Organic vs. conventional cultivated varieties

Hybrid varieties are mostly used for the cultivation of conventional rice[3]. They are particularly high-yielding and sometimes resistant to pests. However, when using hybrid seeds, it is no longer possible to store part of the harvest and use it for the next sowing: If you plant them again, all kinds of plants will grow. However, the desired characteristics that are present in the first hybrid seed do not occur. New seed has to be bought again, usually from large seed companies[4]. This quickly drives farmers, who have to purchase pesticides and fertilizers from these companies in addition to the seed, into dependency[5]. In the case of conventional rice, genetic engineering, which is prohibited in organic farming, is also widespread in some countries where rice is cultivated.
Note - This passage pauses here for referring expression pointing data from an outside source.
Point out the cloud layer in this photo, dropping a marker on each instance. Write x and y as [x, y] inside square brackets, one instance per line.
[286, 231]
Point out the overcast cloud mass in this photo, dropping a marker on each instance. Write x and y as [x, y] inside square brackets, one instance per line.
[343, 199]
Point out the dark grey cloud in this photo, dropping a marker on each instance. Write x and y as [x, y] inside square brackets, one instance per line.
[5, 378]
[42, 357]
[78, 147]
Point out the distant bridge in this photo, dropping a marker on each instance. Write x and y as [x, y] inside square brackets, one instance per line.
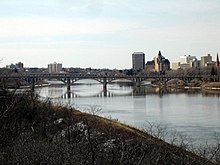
[69, 79]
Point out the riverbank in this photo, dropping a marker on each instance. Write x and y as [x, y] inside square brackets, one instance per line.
[38, 132]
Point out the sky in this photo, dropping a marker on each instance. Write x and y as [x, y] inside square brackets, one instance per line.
[105, 33]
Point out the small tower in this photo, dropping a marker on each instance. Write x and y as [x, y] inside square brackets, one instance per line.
[217, 61]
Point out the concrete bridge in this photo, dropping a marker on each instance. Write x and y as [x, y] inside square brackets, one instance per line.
[69, 79]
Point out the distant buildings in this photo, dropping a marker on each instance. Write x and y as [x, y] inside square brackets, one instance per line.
[138, 61]
[206, 61]
[19, 65]
[217, 61]
[188, 61]
[54, 67]
[159, 64]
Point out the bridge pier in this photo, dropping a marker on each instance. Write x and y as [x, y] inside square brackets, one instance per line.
[68, 88]
[138, 82]
[32, 84]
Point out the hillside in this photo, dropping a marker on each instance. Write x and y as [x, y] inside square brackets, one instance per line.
[38, 132]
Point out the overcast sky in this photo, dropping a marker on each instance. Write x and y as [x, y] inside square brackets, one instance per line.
[105, 33]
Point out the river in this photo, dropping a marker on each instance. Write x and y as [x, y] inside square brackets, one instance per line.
[191, 113]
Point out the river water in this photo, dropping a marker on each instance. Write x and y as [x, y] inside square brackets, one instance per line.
[191, 113]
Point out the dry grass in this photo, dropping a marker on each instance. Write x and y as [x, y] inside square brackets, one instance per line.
[37, 132]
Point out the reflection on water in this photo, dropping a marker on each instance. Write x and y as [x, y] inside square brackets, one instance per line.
[188, 111]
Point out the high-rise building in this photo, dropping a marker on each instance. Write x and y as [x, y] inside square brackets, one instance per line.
[19, 65]
[217, 61]
[138, 61]
[54, 67]
[188, 61]
[161, 63]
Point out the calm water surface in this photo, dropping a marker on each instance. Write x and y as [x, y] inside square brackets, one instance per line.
[191, 113]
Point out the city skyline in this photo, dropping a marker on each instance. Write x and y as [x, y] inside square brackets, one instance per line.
[104, 34]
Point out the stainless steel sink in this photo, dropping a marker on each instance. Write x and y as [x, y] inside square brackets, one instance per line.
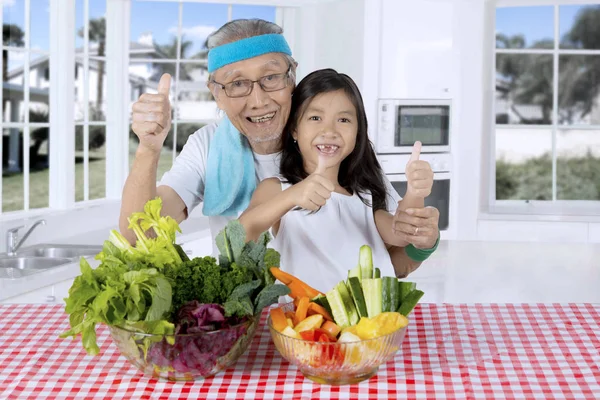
[61, 251]
[42, 257]
[18, 266]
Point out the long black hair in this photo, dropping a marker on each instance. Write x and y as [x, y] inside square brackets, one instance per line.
[360, 171]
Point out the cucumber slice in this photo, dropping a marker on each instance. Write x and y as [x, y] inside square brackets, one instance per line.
[390, 298]
[342, 307]
[322, 301]
[338, 309]
[372, 291]
[348, 303]
[406, 288]
[410, 302]
[357, 296]
[355, 272]
[365, 260]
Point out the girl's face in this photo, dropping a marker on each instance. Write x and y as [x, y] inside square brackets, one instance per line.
[327, 128]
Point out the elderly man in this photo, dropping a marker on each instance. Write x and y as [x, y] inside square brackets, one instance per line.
[252, 77]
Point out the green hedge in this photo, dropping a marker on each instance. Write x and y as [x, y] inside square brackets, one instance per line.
[577, 178]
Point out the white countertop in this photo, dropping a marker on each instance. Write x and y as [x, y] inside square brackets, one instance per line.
[459, 271]
[15, 287]
[510, 272]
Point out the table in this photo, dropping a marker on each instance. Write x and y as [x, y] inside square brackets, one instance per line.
[450, 351]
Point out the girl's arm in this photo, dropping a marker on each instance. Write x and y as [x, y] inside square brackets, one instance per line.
[403, 264]
[268, 205]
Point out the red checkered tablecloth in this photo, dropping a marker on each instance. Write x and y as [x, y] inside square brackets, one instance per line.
[450, 352]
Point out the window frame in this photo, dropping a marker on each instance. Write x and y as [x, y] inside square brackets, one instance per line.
[543, 207]
[62, 122]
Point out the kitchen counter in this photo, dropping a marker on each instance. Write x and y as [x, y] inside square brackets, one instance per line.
[197, 243]
[458, 272]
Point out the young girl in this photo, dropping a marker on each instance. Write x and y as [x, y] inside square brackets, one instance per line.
[331, 196]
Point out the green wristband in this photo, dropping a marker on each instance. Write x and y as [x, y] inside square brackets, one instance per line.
[420, 254]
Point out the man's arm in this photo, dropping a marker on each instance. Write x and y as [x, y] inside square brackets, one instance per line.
[140, 187]
[151, 123]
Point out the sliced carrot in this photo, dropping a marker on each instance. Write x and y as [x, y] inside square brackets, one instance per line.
[314, 308]
[301, 289]
[297, 287]
[302, 308]
[283, 277]
[332, 328]
[278, 319]
[292, 315]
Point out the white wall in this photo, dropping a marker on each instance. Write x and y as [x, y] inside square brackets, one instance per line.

Genetically modified varieties in rice cultivation

Already in 2006, unauthorised GM- rice was cultivated in China and the US[6] and also imported into Europe, but not marketed. In general, genetically modified food must be labelled in the EU and the content of genetic engineering must be below 0.9%[7].

Golden Rice (GMO) – solution for vitamin A deficiency?

The most prominent example is the so-called „Golden Rice“, which was developed to counteract vitamin A deficiency[8]. This sounds reasonable at first because some poor people can only feed on rice and thus consume too little vitamin A.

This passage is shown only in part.